Finding a platform that offers advanced text analysis alongside other more traditional analysis is critical to creating what Bob Thompson calls the Voice of Customer Command Center.
Insight sharing and collaboration is critical
One of the trends that will continue to support the development of VoC programs is the sharing of valuable data across departments and functional groups. Bruce Temkin, head of the XM Institute says that casual users will become more common on VoC platforms as more product owners seek to understand what customers really want.
This collaboration will also help VoC teams access more of the cross-functional data they need to fully understand the customer journey.
If you work in CX, reporting is probably a big part of your role. The idea of more people requesting more specific information might not appeal to you. Fortunately, customized automated reporting is the newest trend from VoC platforms.
In CustomerThink, Olivier Njamf explains that “automation and templates can help create and deliver these tailored, targeted reports quickly, rather than the VoC team having to manually build them from scratch. This speeds up the sharing of information and increases collaboration across the business.”

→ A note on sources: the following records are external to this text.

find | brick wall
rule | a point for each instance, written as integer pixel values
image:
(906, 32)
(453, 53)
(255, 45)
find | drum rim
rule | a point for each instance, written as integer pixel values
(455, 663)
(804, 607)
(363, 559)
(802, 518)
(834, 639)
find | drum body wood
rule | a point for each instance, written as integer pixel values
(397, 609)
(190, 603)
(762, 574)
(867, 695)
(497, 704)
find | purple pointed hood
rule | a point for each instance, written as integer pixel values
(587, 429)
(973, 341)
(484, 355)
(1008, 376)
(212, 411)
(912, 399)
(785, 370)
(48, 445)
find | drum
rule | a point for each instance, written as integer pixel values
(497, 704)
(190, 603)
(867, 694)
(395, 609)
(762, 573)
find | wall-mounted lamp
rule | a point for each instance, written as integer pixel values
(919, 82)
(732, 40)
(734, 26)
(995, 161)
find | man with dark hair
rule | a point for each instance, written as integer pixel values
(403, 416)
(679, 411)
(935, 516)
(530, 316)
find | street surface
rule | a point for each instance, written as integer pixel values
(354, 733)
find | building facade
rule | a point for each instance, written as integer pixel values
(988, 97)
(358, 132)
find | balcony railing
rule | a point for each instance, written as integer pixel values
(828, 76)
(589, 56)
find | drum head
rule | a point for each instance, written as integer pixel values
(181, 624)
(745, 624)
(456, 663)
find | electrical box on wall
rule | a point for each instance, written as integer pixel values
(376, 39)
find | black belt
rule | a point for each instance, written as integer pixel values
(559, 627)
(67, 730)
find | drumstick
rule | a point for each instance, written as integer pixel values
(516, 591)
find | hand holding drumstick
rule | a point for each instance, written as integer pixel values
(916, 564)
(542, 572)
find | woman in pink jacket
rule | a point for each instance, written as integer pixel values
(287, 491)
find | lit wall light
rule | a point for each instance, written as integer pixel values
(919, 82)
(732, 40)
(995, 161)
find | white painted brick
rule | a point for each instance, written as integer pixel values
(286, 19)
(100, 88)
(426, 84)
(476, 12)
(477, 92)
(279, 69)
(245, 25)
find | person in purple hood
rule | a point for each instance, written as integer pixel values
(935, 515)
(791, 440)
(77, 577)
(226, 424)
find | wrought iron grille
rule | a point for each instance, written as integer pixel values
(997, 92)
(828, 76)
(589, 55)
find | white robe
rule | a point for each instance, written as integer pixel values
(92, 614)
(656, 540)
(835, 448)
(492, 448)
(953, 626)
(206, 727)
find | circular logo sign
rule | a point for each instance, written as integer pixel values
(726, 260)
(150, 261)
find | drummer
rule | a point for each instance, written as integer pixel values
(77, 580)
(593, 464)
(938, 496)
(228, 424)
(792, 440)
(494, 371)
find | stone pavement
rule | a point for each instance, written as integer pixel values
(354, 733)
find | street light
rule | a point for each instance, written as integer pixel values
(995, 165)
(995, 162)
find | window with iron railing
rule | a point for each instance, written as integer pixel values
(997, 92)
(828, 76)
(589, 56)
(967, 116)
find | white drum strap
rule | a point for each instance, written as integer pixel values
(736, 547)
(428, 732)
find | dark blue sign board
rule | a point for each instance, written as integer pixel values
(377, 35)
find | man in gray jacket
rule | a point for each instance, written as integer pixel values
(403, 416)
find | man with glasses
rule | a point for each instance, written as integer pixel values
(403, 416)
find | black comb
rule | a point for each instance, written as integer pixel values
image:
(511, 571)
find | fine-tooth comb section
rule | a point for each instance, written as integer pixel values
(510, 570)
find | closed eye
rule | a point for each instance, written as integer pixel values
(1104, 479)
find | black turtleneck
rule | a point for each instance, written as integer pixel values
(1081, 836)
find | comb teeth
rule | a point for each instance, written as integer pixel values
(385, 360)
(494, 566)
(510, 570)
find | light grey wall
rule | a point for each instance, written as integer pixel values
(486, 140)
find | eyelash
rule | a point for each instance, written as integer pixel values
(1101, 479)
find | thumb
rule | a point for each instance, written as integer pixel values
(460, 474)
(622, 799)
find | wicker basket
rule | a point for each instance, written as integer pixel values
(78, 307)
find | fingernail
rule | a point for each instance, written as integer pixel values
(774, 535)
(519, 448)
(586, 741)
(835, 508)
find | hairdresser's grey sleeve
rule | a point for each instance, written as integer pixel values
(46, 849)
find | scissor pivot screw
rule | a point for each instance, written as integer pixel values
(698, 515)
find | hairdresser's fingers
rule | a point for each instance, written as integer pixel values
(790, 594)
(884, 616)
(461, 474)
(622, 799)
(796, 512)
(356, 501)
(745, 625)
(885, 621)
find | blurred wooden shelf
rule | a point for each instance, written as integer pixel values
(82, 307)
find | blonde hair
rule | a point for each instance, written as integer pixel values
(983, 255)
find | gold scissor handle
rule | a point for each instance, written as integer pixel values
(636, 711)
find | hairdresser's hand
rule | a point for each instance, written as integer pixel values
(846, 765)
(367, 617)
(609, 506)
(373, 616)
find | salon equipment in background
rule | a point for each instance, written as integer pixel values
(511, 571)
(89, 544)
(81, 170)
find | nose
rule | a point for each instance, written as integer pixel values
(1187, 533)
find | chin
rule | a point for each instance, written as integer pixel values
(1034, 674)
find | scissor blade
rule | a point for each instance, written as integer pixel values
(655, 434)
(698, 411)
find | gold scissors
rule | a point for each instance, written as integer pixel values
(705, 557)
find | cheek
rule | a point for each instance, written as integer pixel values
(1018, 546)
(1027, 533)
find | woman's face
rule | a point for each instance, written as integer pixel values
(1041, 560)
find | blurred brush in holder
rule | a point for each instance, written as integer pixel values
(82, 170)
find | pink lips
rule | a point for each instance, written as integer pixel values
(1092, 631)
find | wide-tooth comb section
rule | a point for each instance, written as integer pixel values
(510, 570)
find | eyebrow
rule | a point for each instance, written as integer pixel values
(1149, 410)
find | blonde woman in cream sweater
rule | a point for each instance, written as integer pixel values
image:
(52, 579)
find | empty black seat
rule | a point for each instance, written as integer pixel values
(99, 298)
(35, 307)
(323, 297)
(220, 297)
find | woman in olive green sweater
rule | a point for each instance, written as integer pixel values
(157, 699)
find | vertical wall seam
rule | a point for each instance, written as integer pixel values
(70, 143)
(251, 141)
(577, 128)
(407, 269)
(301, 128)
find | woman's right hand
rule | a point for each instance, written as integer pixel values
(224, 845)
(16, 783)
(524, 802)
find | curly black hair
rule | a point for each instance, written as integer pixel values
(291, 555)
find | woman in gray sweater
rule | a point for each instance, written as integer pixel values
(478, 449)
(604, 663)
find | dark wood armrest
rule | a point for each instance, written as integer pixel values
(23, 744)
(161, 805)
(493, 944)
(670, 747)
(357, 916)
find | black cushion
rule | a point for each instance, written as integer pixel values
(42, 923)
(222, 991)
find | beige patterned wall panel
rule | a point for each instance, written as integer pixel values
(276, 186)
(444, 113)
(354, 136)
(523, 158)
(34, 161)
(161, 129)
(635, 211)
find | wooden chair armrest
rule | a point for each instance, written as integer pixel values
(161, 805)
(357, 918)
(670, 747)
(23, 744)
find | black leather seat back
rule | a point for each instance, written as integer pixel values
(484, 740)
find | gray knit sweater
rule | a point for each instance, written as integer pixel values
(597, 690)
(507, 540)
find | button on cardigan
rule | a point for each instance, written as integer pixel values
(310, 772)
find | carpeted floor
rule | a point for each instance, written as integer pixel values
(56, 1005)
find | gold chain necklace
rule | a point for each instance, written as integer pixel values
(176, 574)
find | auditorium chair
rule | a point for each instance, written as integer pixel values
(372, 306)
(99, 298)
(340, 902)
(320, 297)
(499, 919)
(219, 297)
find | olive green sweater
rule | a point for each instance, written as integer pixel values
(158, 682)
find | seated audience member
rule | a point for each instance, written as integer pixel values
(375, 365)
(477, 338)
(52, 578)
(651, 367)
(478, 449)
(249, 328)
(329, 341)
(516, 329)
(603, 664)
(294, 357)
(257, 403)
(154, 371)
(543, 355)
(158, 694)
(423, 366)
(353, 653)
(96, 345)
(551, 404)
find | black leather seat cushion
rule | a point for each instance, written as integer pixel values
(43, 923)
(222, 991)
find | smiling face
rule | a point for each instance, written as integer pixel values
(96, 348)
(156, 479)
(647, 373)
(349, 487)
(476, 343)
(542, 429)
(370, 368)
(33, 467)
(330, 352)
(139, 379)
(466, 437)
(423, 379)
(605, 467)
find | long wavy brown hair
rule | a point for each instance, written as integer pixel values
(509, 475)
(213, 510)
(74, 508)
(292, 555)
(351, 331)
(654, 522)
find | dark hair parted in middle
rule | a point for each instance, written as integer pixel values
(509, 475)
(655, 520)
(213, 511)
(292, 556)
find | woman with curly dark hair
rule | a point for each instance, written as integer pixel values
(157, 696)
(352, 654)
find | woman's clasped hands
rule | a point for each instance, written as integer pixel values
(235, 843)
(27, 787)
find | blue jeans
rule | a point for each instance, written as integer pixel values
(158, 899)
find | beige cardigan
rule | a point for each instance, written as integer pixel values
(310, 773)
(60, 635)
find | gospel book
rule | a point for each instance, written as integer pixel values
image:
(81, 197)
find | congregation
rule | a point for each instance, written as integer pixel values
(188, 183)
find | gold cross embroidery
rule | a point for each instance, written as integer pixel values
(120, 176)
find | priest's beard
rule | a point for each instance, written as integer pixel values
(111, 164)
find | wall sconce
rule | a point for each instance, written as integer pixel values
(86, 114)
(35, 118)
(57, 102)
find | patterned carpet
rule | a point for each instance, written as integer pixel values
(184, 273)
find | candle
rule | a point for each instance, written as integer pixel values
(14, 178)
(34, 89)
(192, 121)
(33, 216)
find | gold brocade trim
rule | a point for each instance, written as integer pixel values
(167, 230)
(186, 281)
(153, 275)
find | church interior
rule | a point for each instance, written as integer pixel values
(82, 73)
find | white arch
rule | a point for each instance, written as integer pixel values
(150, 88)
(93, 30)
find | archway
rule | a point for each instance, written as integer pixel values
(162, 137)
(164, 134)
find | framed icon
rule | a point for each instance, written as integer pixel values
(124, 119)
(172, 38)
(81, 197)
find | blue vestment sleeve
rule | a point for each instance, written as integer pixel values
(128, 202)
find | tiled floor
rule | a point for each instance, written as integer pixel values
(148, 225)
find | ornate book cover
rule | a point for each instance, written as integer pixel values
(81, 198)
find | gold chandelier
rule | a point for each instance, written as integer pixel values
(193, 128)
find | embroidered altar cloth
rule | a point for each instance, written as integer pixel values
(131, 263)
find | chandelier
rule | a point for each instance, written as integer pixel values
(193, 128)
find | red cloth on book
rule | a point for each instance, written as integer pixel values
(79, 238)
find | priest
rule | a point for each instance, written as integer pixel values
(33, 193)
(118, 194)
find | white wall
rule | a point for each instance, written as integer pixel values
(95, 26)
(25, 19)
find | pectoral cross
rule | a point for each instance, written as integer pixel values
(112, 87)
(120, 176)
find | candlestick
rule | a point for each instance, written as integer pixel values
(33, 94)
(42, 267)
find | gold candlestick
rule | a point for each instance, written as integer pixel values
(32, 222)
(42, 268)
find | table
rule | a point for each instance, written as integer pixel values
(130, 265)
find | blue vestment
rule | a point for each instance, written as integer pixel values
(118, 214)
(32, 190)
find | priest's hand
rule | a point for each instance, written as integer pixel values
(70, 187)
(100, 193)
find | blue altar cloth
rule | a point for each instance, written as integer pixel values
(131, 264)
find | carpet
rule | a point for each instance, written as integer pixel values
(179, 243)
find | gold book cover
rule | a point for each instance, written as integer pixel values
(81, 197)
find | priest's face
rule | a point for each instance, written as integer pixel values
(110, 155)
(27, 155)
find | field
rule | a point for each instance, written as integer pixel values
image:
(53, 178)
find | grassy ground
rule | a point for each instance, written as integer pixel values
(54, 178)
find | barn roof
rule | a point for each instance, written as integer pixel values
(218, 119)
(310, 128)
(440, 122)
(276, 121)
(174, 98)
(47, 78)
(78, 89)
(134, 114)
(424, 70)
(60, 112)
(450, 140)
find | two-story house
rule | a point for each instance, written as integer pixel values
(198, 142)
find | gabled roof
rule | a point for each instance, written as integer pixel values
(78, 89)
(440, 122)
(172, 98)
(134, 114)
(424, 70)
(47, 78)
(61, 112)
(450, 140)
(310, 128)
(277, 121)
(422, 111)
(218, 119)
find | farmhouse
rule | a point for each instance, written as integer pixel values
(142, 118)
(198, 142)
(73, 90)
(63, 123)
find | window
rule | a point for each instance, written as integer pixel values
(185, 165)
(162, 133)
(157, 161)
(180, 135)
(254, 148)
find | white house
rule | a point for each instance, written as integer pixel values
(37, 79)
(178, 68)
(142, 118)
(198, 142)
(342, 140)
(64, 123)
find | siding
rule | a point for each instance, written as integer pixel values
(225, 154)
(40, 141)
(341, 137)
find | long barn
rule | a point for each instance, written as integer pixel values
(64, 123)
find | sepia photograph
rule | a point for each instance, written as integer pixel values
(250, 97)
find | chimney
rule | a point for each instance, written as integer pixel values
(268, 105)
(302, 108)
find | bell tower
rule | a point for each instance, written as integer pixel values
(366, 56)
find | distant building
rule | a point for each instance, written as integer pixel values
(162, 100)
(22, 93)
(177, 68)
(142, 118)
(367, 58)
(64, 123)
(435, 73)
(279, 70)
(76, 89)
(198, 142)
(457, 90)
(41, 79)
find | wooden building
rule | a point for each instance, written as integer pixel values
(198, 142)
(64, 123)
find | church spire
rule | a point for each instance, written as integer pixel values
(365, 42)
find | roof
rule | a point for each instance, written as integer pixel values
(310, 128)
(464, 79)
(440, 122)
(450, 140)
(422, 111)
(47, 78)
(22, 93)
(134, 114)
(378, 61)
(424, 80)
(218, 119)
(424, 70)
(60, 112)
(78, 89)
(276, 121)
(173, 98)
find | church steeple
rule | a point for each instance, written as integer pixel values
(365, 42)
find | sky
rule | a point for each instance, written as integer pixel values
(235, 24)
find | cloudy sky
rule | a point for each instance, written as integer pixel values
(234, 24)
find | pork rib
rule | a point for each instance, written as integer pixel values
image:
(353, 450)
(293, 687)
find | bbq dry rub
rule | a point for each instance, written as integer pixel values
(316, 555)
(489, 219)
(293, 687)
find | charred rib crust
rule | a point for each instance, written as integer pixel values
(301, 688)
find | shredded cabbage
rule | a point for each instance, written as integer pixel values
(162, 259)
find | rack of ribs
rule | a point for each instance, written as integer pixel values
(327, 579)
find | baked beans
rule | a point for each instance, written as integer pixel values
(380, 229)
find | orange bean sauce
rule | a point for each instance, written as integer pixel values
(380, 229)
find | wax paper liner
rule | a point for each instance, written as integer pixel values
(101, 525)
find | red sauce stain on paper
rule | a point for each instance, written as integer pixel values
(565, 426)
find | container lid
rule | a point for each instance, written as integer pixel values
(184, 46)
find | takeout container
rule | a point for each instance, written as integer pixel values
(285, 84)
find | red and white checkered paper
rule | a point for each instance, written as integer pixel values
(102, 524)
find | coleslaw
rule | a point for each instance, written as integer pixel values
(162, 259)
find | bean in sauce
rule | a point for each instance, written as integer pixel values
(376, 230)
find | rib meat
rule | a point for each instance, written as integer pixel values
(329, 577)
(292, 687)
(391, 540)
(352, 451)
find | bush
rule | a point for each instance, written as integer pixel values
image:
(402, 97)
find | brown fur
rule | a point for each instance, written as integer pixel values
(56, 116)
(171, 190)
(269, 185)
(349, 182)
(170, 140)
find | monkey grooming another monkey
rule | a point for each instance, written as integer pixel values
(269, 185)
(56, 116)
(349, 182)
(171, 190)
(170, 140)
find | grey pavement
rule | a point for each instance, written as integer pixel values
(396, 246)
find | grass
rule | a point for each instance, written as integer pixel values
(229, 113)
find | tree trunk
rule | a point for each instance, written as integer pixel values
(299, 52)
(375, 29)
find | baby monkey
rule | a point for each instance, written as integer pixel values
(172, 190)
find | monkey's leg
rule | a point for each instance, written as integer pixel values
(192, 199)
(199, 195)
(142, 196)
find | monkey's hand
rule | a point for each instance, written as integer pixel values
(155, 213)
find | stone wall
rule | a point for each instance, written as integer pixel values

Temkin agrees that reporting advancements will democratize customer feedback and allow more customer-centric decisions across the company. “The information provided to people will be specific to their roles, and will proactively highlight the information that they need to know.”
B2B VoC programs are still very early on in their development. Moving from survey results to actionable insights comes with a set of challenges. However, because of the interest in customer-centricity and the importance of customer experience as a differentiator, VoC vendors are rising to the challenges.
In 2019, B2B companies will need to choose their VoC vendor carefully so that they can move beyond top-line survey results to impact analysis. This will almost certainly require unifying feedback across channels. Once actionable insights are uncovered, the results will need to be shared across the entire organization in order to drive action. Only businesses that are able to get to this stage will succeed in delivering the very best in customer experience.